Ich erwarte nicht, dass Papst Franziskus all die Themen mit reformatorischem Elan angehen wird, die oft mit der Kirche verbunden sind: Er wird kaum die Rolle der Frau stärken, das Familienbild aus naturrechtlichen Vorstellungen heraus holen etc. (Obwohl man sich nie so sicher sein sollte, was ein Papst tun wird oder nicht tun wird.)
Wenn ich mir aber meine Erwartungen an Papst Franziskus wirklich durch den Kopf gehen lasse, dann merke ich, dass es dem Konklave gelungen ist, jemanden zu wählen, bei dem man nicht so genau weiß, was er mit dem Amt machen wird. Bergoglio gilt einerseits als Konservativer in Sachen katholischer Morallehre, aber er gilt auch als Anwalt der Armen, der mit Gruppen für die Armen zusammenarbeitete, die durchaus politisch links angesiedelt sind. Bergogolio gilt als jemand der sowohl Traditionalisten in der Katholischen Kirche als auch Reformern etwas zu sagen hat und zwischen den Flügeln vermitteln kann.

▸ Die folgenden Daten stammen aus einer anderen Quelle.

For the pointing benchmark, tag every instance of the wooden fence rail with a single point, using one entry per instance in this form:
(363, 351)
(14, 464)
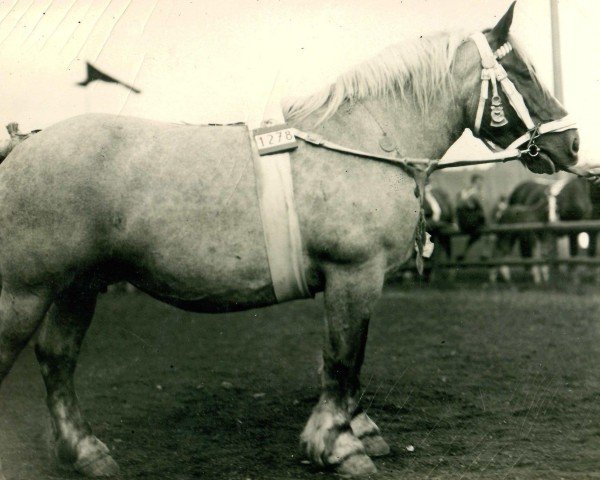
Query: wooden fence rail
(553, 228)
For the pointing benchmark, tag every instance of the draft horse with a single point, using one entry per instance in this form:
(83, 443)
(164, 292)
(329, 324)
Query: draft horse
(173, 209)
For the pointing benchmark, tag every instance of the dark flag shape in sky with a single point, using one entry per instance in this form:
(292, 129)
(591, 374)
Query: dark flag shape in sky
(94, 74)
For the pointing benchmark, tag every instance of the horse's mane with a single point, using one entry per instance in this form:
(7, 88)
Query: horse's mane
(420, 67)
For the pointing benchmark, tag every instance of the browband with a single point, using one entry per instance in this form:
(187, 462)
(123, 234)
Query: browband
(493, 72)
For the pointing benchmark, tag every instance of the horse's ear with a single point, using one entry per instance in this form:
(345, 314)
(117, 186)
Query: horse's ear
(500, 32)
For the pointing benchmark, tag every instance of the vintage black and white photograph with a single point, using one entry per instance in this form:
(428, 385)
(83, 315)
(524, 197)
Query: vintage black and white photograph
(299, 239)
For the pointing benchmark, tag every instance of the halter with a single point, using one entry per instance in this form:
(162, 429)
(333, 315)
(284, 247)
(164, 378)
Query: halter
(493, 72)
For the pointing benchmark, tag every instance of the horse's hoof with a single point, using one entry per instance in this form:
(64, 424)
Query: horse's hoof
(101, 466)
(95, 460)
(356, 465)
(375, 446)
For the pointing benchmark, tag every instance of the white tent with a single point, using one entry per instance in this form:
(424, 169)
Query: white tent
(216, 61)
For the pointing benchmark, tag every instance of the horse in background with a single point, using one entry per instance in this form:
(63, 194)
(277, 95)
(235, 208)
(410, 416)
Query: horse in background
(441, 216)
(536, 201)
(592, 212)
(470, 214)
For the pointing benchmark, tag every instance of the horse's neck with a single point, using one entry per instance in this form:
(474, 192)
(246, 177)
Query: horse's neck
(415, 133)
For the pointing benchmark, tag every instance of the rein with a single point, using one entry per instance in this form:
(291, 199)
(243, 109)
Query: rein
(425, 164)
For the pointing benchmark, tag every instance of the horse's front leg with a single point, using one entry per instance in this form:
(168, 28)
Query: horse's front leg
(329, 439)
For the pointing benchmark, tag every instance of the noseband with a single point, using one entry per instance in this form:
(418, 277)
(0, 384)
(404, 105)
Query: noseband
(493, 72)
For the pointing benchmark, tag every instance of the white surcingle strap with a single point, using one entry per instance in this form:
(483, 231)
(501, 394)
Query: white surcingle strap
(493, 70)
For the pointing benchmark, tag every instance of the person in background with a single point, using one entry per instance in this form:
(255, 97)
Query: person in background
(470, 214)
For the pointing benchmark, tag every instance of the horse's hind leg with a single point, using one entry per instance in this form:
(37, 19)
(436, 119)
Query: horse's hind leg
(20, 314)
(57, 350)
(328, 437)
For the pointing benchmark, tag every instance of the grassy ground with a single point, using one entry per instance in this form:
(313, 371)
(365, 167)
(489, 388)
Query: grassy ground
(483, 384)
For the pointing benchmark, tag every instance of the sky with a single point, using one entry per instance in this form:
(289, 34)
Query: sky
(216, 61)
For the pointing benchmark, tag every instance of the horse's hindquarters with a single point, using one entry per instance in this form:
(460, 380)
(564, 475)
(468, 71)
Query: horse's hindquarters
(176, 205)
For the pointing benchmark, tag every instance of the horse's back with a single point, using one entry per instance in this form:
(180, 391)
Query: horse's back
(179, 200)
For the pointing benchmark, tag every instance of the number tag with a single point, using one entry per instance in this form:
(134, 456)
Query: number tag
(278, 138)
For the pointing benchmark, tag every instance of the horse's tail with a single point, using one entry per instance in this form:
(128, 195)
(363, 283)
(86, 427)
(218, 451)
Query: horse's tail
(16, 137)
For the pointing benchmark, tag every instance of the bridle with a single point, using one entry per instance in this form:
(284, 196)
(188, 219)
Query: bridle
(493, 73)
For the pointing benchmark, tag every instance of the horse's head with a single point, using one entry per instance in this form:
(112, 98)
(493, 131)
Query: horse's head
(513, 109)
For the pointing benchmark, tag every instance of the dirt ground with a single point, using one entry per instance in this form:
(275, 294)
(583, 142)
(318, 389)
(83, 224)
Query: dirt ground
(483, 384)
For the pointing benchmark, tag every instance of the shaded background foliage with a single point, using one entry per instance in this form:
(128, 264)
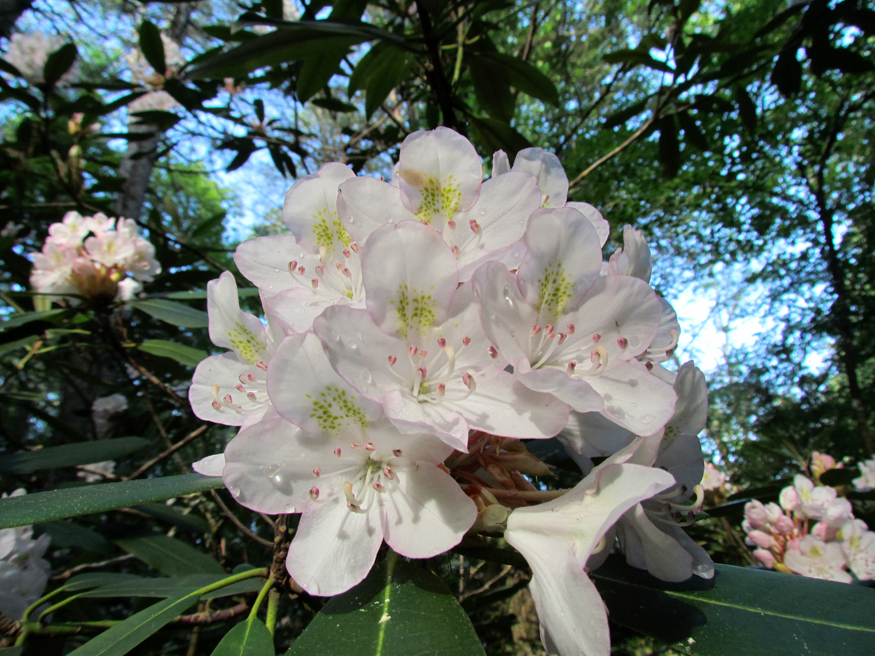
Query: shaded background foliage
(737, 135)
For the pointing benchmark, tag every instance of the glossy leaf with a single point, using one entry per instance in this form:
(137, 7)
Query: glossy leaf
(58, 63)
(170, 556)
(164, 587)
(526, 77)
(152, 46)
(741, 611)
(249, 638)
(68, 455)
(401, 608)
(173, 313)
(71, 502)
(123, 637)
(184, 354)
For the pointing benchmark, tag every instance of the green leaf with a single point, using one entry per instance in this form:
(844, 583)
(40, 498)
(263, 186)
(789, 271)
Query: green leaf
(174, 313)
(152, 46)
(123, 637)
(494, 135)
(179, 352)
(525, 77)
(16, 320)
(492, 88)
(171, 587)
(58, 63)
(68, 455)
(249, 638)
(71, 502)
(71, 534)
(170, 556)
(398, 610)
(316, 73)
(742, 611)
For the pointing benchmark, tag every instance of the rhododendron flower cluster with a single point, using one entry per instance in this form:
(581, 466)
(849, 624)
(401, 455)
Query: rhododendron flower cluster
(812, 532)
(98, 257)
(23, 571)
(416, 333)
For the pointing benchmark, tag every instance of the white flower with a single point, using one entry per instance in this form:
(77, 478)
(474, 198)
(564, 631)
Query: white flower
(571, 333)
(23, 572)
(558, 538)
(231, 388)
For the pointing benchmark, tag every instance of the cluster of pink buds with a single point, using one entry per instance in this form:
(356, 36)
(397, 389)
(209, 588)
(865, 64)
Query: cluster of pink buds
(812, 532)
(99, 258)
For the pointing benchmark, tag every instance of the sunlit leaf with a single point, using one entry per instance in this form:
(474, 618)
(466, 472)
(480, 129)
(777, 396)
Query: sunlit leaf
(249, 638)
(173, 313)
(401, 608)
(742, 611)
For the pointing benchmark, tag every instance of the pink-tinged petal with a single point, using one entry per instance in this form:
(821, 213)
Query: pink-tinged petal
(310, 209)
(428, 514)
(439, 174)
(646, 547)
(507, 317)
(410, 416)
(602, 227)
(496, 221)
(500, 163)
(619, 314)
(267, 262)
(578, 394)
(232, 328)
(214, 394)
(366, 204)
(548, 170)
(562, 262)
(502, 405)
(269, 466)
(634, 398)
(333, 548)
(210, 466)
(410, 277)
(306, 391)
(360, 352)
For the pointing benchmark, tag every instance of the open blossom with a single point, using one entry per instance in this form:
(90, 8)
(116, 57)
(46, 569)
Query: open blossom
(100, 258)
(558, 538)
(231, 388)
(23, 571)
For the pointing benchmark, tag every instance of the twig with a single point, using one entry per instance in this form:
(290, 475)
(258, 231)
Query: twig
(246, 530)
(169, 452)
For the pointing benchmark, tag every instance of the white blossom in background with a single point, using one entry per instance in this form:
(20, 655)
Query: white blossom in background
(23, 571)
(98, 257)
(378, 400)
(29, 53)
(142, 72)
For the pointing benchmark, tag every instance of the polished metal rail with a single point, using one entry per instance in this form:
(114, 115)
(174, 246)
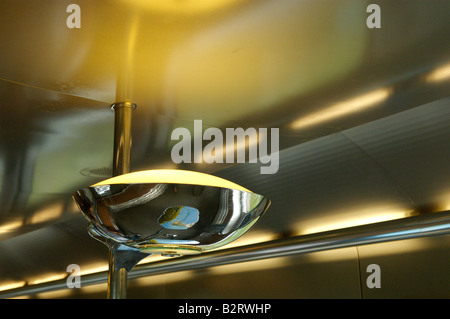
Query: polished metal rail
(433, 224)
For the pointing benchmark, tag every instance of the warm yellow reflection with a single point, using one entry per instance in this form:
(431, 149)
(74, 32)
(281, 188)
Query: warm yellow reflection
(240, 146)
(354, 218)
(343, 108)
(394, 247)
(257, 265)
(164, 278)
(441, 73)
(333, 255)
(172, 177)
(47, 213)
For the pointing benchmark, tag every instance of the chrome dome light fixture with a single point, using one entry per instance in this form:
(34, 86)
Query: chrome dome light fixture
(169, 212)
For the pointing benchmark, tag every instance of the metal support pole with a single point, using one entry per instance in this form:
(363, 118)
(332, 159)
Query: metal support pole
(117, 276)
(122, 137)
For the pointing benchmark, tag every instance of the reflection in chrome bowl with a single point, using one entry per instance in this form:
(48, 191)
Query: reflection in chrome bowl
(169, 218)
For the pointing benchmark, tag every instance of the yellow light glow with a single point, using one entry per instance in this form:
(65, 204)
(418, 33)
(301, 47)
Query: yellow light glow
(251, 238)
(11, 285)
(93, 268)
(10, 226)
(356, 218)
(347, 107)
(180, 7)
(238, 146)
(47, 278)
(163, 176)
(439, 74)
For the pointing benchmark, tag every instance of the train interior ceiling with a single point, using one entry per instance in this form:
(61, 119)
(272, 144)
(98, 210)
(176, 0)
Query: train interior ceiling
(362, 115)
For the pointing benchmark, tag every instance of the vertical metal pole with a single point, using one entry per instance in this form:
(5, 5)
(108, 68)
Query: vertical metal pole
(117, 278)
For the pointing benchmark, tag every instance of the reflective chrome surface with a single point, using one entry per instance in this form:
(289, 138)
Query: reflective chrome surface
(241, 63)
(170, 219)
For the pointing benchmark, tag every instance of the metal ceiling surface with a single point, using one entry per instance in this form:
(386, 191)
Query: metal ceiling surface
(240, 63)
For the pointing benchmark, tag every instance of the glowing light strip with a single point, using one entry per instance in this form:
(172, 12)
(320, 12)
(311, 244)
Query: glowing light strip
(170, 176)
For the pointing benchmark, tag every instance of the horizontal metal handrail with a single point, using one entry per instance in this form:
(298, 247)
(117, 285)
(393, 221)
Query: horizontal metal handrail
(426, 225)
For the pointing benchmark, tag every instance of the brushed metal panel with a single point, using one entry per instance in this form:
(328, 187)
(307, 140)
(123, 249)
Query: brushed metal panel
(413, 268)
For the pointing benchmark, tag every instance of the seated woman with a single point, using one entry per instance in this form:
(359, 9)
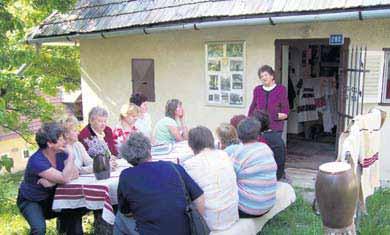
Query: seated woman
(51, 164)
(128, 116)
(152, 192)
(228, 138)
(236, 119)
(171, 128)
(213, 171)
(274, 141)
(144, 121)
(97, 127)
(255, 168)
(82, 160)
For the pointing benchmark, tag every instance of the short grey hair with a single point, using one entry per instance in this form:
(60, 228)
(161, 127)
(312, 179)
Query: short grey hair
(248, 130)
(136, 149)
(97, 112)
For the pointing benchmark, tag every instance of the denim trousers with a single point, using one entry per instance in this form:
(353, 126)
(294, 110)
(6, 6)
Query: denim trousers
(36, 213)
(124, 225)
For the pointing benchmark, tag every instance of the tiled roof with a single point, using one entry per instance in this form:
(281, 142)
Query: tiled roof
(107, 15)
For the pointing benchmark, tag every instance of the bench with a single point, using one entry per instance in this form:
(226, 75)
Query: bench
(285, 196)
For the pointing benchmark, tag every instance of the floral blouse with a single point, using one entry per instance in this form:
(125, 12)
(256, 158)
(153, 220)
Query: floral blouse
(120, 135)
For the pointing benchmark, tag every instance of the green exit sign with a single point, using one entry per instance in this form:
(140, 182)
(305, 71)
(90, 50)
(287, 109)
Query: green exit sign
(336, 39)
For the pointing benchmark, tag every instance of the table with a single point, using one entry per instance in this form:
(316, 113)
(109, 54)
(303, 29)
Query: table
(94, 194)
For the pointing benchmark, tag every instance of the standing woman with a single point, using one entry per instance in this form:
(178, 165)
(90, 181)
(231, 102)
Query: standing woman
(270, 98)
(50, 165)
(171, 128)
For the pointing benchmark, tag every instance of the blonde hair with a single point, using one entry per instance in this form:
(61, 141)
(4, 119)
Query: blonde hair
(70, 123)
(129, 109)
(227, 134)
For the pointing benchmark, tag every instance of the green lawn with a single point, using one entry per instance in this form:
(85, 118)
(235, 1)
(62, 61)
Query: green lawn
(297, 219)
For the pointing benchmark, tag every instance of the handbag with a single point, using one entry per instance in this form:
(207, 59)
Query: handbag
(198, 225)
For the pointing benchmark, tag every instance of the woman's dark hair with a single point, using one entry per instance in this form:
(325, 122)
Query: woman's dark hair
(49, 132)
(263, 118)
(171, 106)
(136, 149)
(266, 68)
(236, 119)
(138, 99)
(200, 138)
(227, 134)
(248, 130)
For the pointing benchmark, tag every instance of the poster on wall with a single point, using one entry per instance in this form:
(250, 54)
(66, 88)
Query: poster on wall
(225, 73)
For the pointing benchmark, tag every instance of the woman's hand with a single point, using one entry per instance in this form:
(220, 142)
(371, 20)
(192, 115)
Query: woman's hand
(45, 183)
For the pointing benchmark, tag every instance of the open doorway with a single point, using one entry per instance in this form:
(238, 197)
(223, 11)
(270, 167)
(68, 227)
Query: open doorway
(313, 72)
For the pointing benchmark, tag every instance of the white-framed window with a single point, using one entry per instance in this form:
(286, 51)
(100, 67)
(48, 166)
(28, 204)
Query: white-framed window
(385, 96)
(225, 73)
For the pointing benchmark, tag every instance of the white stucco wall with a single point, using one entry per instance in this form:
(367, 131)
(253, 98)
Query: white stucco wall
(179, 59)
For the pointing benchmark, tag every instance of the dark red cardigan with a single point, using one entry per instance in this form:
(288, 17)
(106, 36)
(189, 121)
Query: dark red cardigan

Im fünften Wahlgang dieses wiederum sehr kurzen Konklaves hatte Bergoglio eine Zweidrittelmehrheit. Das lag sicher nicht daran, dass er 2005 als schärfster Konkurrent für Joseph Ratzinger galt. Vielmehr ist zu vermuten, dass Bergoglio bei den Beratungen im Vorfeld der Papstwahl Äußerungen getan hat, die die Kardinäle dazu brachten, ihn so schnell zu wählen.
Wofür Papst Franziskus aber letztlich stehen wird, gilt es abzuwarten.
Der erste Auftritt direkt nach der Wahl aber, dass gebe ich durchaus zu, hat mir gefallen, ja, hat mich neugierig auf diesen Papst gemacht.
(In einer ersten Version des Beitrages stand „Franziskus I.“. Nach nochmaligem Anhören der Verkündiung des Papstnamens und nach einem Hinweis auf Twitter, habe ich gemerkt, dass sich der neue Papst nur Papst Franziskus nennt, ohne eine hinzugefügte Zahl. Ich habe den Blogartikel entsprechend korrigiert. Auch auf der Seite des Vatikans ist nur von Papst Franciscum die Rede.)